Kristin Murdock
09 November 2025, 2:40 AM

Australians living with chronic obstructive pulmonary disease (COPD) are facing worsening health outcomes as use of a vital diagnostic test falls, at a time when the Western NSW region records the highest rate of COPD treatment in the country.
COPD is a progressive, incurable lung disease that includes emphysema and chronic bronchitis and causes persistent breathlessness, coughing, and flare-ups that can become life-threatening if not managed effectively.
The condition damages and inflames lung tissue, narrowing airways and making it harder to breathe.
A new report by health advisory firm Evohealth, Change that can’t wait: Reducing the human and economic burden of COPD in Australia, found the disease kills more Australians each year than breast and prostate cancers combined.
It costs the health system $1.67 billion annually, with more than 7,600 deaths recorded each year.
The number of Australians living with COPD is expected to rise from 526,000 to over 843,000 by 2050.
About one in 13 people aged over 40 are thought to have the condition, yet half remain undiagnosed.
At the same time, the Atlas Focus Report: COPD released by the Australian Commission on Safety and Quality in Health Care revealed a 31 per cent drop in spirometry testing between 2015-16 and 2022-23.

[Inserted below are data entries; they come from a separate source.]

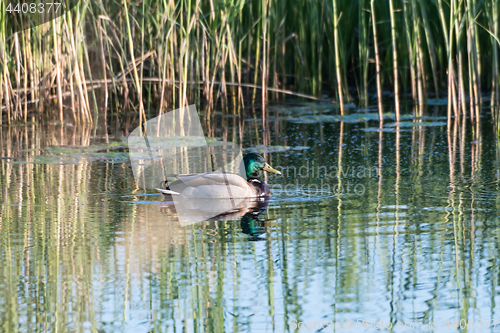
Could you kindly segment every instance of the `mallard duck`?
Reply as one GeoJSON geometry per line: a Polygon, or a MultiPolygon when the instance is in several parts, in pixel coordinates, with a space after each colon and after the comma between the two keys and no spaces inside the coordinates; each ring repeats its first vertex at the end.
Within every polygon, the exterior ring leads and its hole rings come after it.
{"type": "MultiPolygon", "coordinates": [[[[166,189],[157,188],[166,197],[182,196],[190,199],[234,199],[269,197],[267,184],[259,179],[259,171],[281,174],[262,157],[250,153],[243,157],[246,178],[234,173],[208,172],[201,174],[176,175],[178,179],[166,189]],[[175,191],[174,191],[175,190],[175,191]]],[[[168,184],[168,182],[165,182],[168,184]]]]}

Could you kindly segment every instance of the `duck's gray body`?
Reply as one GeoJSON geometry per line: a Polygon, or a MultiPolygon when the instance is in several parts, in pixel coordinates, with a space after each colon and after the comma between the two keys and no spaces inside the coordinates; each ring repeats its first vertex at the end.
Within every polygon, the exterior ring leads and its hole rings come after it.
{"type": "Polygon", "coordinates": [[[157,190],[164,195],[179,195],[196,199],[235,199],[258,197],[258,190],[234,173],[209,172],[177,175],[177,181],[168,189],[157,190]]]}

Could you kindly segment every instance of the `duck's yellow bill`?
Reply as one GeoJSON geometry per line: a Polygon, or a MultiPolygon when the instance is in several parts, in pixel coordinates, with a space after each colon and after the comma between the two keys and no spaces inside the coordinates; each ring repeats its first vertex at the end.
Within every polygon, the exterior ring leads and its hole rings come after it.
{"type": "Polygon", "coordinates": [[[267,171],[267,172],[272,172],[272,173],[276,173],[278,175],[281,175],[281,172],[279,172],[278,170],[276,169],[273,169],[272,166],[270,166],[268,163],[266,163],[266,165],[264,165],[264,167],[262,168],[262,170],[264,171],[267,171]]]}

Spirometry is a simple breathing test that measures lung function and is considered the gold standard for confirming a COPD diagnosis.

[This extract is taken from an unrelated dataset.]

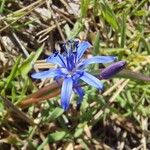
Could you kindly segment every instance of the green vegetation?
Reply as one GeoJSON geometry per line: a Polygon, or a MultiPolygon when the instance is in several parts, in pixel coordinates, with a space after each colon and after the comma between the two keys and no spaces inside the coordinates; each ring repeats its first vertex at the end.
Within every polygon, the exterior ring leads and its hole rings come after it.
{"type": "Polygon", "coordinates": [[[149,0],[0,0],[0,150],[150,149],[149,26],[149,0]],[[73,96],[64,112],[59,91],[29,96],[52,82],[31,78],[55,67],[40,60],[73,38],[92,43],[87,57],[114,55],[144,76],[122,72],[102,92],[85,86],[79,110],[73,96]]]}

Without it, patients risk being misdiagnosed and prescribed unnecessary or potentially harmful medications.
“Everybody with recurrent shortness of breath, wheeze or cough, and a risk factor like smoking, should talk to their GP about getting a spirometry test,” said Dr Lee Fong, the Commission’s Medical Advisor.
“The Atlas highlights opportunities to improve early and accurate diagnosis, which is essential to ensure people receive the right treatment at the right time.”
The report also revealed a worrying trend: as spirometry rates decline, use of complex COPD medications is surging.
The Western NSW Primary Health Network (PHN) covering Dubbo, Bourke, Coonamble, Nyngan and Brewarrina, recorded the highest rate of triple-therapy prescriptions in Australia.

Dust exposure and agricultural work are just two risk factors for Chronic Obstructive Pulmonary Disease.
According to the Commission’s Atlas, 3,765 prescriptions per 100,000 people were dispensed in 2015-16, rising to 8,846 per 100,000 in 2022-23 - more than doubling in just seven years.
These figures refer to the dispensing of triple-therapy medicines (a combination of three inhaled drugs used in severe COPD).
The Commission notes these rates indicate treatment intensity, not prevalence, showing that more people in the region are living with advanced, difficult-to-manage disease.
Respiratory specialist Professor Christine Jenkins, from The George Institute, said people in rural and remote communities often face delayed diagnosis and inconsistent access to care, leaving them reliant on long-term medication or emergency hospital visits.
“Patients often face delayed diagnosis and inconsistent access to specialist treatment, pushing them into hospital time and again,” she said.
COPD rates are three times higher in the most disadvantaged areas compared with affluent ones and significantly higher in regional and remote regions.
Dust exposure, smoking, air pollution and agricultural work all contribute to the rural burden.
First Nations people are also disproportionately affected, particularly in regional and remote communities, where structural and socioeconomic disadvantage remains a major health determinant.
“The combination of disadvantage, environmental exposure and limited healthcare access means people in the bush are more likely to live with COPD, and die from it earlier,” said Evohealth Managing Director Renae Beardmore.
Experts say falling spirometry rates and rising use of triple therapy underline an urgent need to refocus on early, evidence-based diagnosis and appropriate prescribing.
“COPD is one of the leading causes of preventable hospitalisations in Australia,” Dr Fong said.
“We now have clear national data showing spirometry use has plummeted, while triple therapy which should be reserved for severe cases has risen dramatically.”
The Commission’s new COPD Clinical Care Standard, released in 2024, outlines steps for improving access to diagnosis, specialist care and treatment consistency across the country.
For regional Australians, experts say, the challenge is ensuring those standards reach the patients who need them most and before a cough becomes a crisis.